Judge Hulme said that the victims had explained credibly in court why they had not come forward earlier. Many of Evans's young victims, he said, would not have had the psychological resources to complain. And, he said, "even if a boy was to complain [at the time of the abuse] there was a fair chance nothing would come of it".

The judge said: "Who would believe that a priest would do such things to a boy in his care?"

Judge Hulme said that, in calculating the length of the jail sentence, he took into account the severity and frequency of the offences, the position of authority the priest held at Boys' Town and the possibility for his rehabilitation, which the judge described as "reasonable but not good". The judge said he took into account in sentencing that (according to the charges laid in court, dating up to 1988) "there is no suggestion that in the intervening period he has committed any further offences". At this remark, a gasp was heard in the court room, packed with Evans's victims. [In fact, police have received complaints about further offences allegedly committed by Evans while he was working in Victoria.]

Further victims

Evans's jail sentence in 2008 is merely for offences committed against seven of his victims within New South Wales. At this trial, a witness gave evidence about an offence that Evans allegedly committed within Victoria. The NSW court accepted this as "tendency" evidence, as the Victorian incident could not be dealt with by NSW courts.

Any complaints about Paul Evans in Victoria or South Australia would be investigated by Victorian or South Australian police. For example, any Victorian complainants could have a chat with the Sexual Offences and Child Abuse (SOCA) units of the Victoria Police. There are SOCA branches around Melbourne and in Victoria's provincial cities.

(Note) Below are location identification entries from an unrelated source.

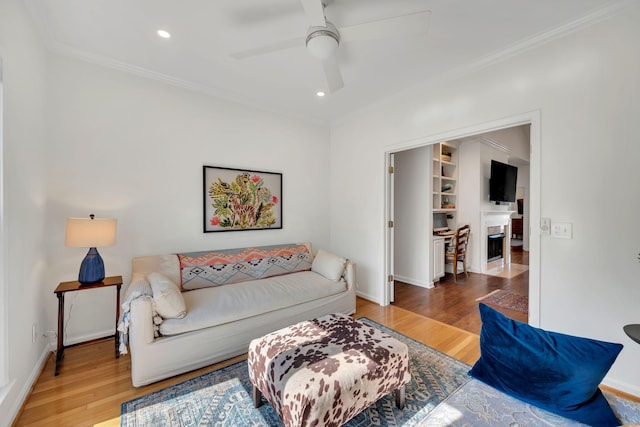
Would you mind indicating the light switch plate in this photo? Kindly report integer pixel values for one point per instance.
(545, 226)
(562, 230)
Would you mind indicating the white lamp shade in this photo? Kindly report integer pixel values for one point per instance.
(90, 233)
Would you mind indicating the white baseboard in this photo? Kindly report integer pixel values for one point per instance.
(368, 297)
(622, 386)
(28, 385)
(88, 337)
(413, 281)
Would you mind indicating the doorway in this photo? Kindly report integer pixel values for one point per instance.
(533, 120)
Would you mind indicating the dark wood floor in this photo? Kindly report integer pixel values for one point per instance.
(454, 303)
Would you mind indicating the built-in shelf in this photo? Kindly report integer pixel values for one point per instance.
(445, 180)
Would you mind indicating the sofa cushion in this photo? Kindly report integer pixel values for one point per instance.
(557, 372)
(214, 306)
(207, 269)
(329, 265)
(167, 297)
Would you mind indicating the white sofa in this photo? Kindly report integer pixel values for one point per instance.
(220, 321)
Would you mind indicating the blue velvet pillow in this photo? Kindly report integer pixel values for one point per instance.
(556, 372)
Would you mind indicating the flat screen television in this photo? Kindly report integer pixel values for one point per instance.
(502, 185)
(440, 222)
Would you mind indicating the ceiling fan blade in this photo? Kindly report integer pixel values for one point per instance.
(315, 12)
(332, 74)
(413, 24)
(274, 47)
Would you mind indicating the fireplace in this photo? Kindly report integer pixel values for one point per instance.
(495, 238)
(495, 245)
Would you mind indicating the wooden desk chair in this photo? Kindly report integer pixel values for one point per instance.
(457, 251)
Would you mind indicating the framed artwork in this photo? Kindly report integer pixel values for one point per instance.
(239, 199)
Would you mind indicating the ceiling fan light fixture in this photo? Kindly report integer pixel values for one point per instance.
(322, 42)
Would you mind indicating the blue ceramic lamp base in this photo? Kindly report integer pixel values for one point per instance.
(92, 268)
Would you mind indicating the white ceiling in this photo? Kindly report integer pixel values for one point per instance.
(462, 35)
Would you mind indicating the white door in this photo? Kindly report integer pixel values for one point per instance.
(389, 288)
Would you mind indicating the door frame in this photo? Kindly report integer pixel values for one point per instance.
(531, 118)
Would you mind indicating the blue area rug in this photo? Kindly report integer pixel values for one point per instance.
(223, 397)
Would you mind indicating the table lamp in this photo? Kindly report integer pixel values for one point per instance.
(90, 233)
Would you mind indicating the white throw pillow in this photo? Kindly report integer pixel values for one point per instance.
(329, 265)
(167, 297)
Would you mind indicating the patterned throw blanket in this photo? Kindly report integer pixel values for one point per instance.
(206, 269)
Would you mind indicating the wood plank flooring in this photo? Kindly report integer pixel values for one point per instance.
(93, 384)
(454, 303)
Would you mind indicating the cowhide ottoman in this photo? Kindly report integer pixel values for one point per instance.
(323, 372)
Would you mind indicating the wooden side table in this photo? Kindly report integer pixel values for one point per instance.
(77, 286)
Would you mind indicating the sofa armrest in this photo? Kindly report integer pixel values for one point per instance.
(141, 327)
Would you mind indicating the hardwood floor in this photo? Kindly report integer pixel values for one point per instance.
(454, 303)
(93, 384)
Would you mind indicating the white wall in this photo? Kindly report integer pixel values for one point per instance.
(133, 149)
(412, 219)
(24, 201)
(469, 191)
(585, 87)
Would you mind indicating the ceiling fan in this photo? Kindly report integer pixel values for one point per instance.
(323, 38)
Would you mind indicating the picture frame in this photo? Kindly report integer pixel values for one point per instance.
(241, 199)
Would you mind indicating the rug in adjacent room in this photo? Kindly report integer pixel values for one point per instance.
(223, 397)
(506, 299)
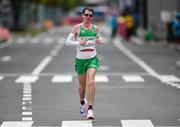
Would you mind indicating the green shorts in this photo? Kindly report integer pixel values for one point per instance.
(82, 65)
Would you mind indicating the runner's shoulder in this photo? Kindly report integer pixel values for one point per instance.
(75, 28)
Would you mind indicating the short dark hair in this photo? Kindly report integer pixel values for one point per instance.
(89, 9)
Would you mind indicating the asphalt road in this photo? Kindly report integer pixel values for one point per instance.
(136, 86)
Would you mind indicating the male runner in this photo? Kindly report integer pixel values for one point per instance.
(84, 36)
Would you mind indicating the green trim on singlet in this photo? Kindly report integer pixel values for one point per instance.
(82, 65)
(87, 32)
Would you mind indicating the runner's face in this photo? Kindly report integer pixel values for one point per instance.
(87, 16)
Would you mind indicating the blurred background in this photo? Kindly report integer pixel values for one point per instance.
(34, 16)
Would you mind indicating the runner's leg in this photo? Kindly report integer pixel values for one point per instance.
(91, 72)
(82, 86)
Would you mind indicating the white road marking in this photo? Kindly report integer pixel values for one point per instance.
(5, 58)
(4, 45)
(169, 78)
(26, 118)
(26, 98)
(101, 78)
(143, 65)
(35, 40)
(27, 79)
(132, 78)
(26, 113)
(62, 78)
(21, 40)
(27, 95)
(83, 123)
(103, 68)
(137, 123)
(42, 65)
(48, 40)
(17, 124)
(137, 60)
(25, 108)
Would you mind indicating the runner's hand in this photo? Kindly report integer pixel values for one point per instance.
(82, 42)
(99, 41)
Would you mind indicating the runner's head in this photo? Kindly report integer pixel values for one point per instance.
(87, 14)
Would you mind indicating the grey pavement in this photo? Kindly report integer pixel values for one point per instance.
(136, 86)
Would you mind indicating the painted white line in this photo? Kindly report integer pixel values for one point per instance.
(62, 78)
(4, 45)
(103, 68)
(77, 123)
(101, 78)
(5, 58)
(42, 65)
(26, 113)
(20, 40)
(1, 77)
(26, 103)
(137, 60)
(25, 108)
(26, 118)
(26, 79)
(27, 89)
(27, 95)
(48, 40)
(17, 124)
(132, 78)
(137, 123)
(35, 40)
(27, 99)
(169, 78)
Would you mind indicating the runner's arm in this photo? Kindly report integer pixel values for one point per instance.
(98, 37)
(71, 39)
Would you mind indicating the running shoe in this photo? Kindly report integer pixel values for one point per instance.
(83, 109)
(90, 114)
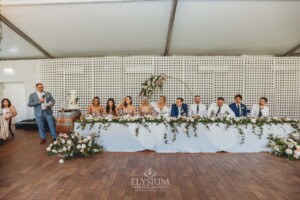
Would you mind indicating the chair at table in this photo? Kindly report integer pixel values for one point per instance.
(9, 127)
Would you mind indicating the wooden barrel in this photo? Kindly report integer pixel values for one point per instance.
(65, 120)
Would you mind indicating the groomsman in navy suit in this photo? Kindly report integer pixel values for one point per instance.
(239, 109)
(179, 108)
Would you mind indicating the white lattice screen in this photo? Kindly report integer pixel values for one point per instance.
(278, 79)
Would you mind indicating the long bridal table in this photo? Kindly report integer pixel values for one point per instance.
(210, 137)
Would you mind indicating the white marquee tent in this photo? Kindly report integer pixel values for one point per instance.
(85, 28)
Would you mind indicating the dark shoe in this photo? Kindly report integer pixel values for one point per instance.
(42, 141)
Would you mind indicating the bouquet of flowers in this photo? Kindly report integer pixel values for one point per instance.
(153, 83)
(73, 145)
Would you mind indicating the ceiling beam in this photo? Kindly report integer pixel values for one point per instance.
(24, 36)
(171, 25)
(292, 51)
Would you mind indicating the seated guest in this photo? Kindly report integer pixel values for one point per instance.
(219, 109)
(111, 107)
(125, 107)
(161, 106)
(8, 111)
(260, 109)
(145, 108)
(95, 109)
(197, 109)
(179, 109)
(239, 109)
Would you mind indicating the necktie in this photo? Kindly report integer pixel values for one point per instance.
(219, 110)
(260, 113)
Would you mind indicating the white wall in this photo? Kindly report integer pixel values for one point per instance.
(25, 72)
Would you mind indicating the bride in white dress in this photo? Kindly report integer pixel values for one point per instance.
(161, 106)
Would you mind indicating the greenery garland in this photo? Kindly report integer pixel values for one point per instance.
(188, 123)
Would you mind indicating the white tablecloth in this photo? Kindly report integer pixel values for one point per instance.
(119, 138)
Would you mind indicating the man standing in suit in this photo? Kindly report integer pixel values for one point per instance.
(179, 109)
(43, 102)
(239, 109)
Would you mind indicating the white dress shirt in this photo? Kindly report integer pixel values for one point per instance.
(225, 109)
(165, 110)
(193, 110)
(255, 111)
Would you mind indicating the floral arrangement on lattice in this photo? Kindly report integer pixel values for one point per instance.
(152, 84)
(288, 147)
(73, 145)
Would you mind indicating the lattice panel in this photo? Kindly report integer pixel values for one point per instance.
(210, 77)
(50, 73)
(259, 81)
(228, 77)
(108, 79)
(174, 67)
(199, 76)
(79, 77)
(286, 87)
(135, 71)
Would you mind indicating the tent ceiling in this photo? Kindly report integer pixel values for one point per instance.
(80, 28)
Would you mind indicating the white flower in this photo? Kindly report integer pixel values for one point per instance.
(289, 151)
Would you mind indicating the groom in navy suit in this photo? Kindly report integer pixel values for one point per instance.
(239, 109)
(179, 108)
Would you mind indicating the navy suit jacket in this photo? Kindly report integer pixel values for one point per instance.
(184, 110)
(233, 107)
(34, 101)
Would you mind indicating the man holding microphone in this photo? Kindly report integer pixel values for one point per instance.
(43, 102)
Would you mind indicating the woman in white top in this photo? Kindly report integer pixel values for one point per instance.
(145, 108)
(161, 106)
(125, 107)
(8, 111)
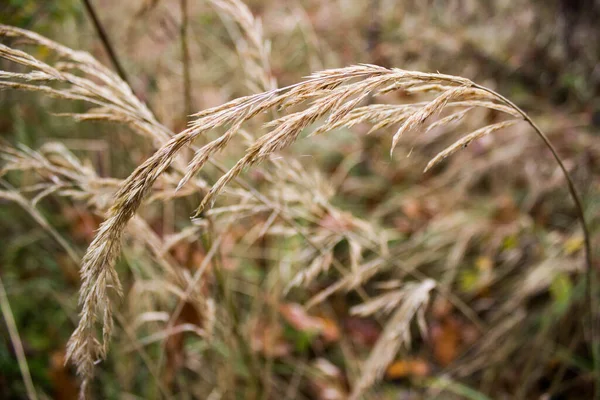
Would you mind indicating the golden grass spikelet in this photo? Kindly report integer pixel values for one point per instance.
(466, 140)
(414, 298)
(333, 94)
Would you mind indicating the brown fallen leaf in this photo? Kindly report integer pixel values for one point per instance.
(407, 368)
(446, 340)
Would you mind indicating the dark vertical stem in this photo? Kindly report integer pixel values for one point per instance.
(185, 53)
(105, 41)
(591, 276)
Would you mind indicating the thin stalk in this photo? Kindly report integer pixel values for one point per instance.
(590, 276)
(185, 57)
(112, 55)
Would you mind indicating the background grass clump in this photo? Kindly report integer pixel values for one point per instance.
(219, 199)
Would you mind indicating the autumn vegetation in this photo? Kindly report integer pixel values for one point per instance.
(218, 199)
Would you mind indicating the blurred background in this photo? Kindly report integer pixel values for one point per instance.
(494, 226)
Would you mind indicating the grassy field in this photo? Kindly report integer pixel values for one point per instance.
(299, 199)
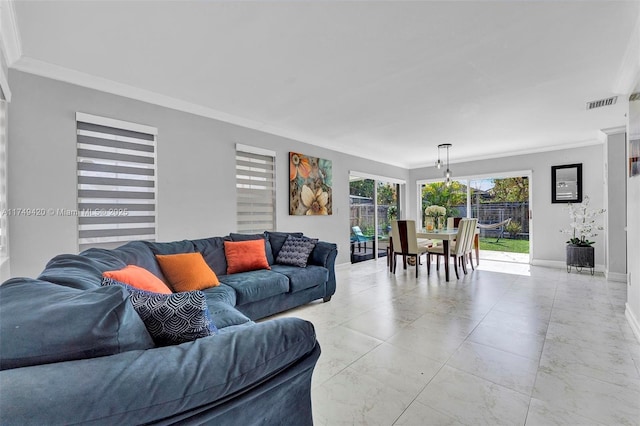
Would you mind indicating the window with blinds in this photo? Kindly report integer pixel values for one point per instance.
(116, 182)
(255, 187)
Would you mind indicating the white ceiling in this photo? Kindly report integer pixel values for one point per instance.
(387, 80)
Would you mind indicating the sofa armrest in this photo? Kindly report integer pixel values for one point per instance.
(147, 386)
(324, 254)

Any additional victims in New South Wales could begin by contacting CrimeStoppers or the Sutherland Detectives Office: 02 9542 0762.

Church apology

After Evans' jailing, some of his victims tackled the Australian office of the Salesian religious order about its negligence in turning Evans loose on vulnerable young people. Eventually, the Salesian headquarters provided a written apology. The apology, which appeared on the Salesians' website on 15 April 2009, was headed: "Apology to all the victims of Paul Evans from Fr. Frank Moloney, Provincial Superior of the Salesians".

The apology stated:

"As the Provincial Superior of all the Salesians in Australia and the Pacific, I am revulsed by the damage done to a group of young people by the sexual abuse perpetrated by Paul Evans while he was a Salesian. The fact that he performed these horrific acts while he was supposed to be living as a religious person and a Priest makes these offenses even more disgusting, and discouraging to all of us who do our best for young people.

"I sincerely apologise to all the victims of Paul Evans, many of whom I have met and have come to admire. I also want to apologise to their families, friends, and all who have stood by them in the difficult years subsequent to the offences.

"Paul Evans is now in jail, facing the legal consequences of his behaviour. This has happened because many of these men who have suffered at his hands have courageously pursued these matters in the courts. In the name of the Salesians, I join them in expressing satisfaction that Evans is now feeling the full weight of the law."

And the apology is not enough to constitute full justice for the victims of the Salesians' negligence regarding Evans.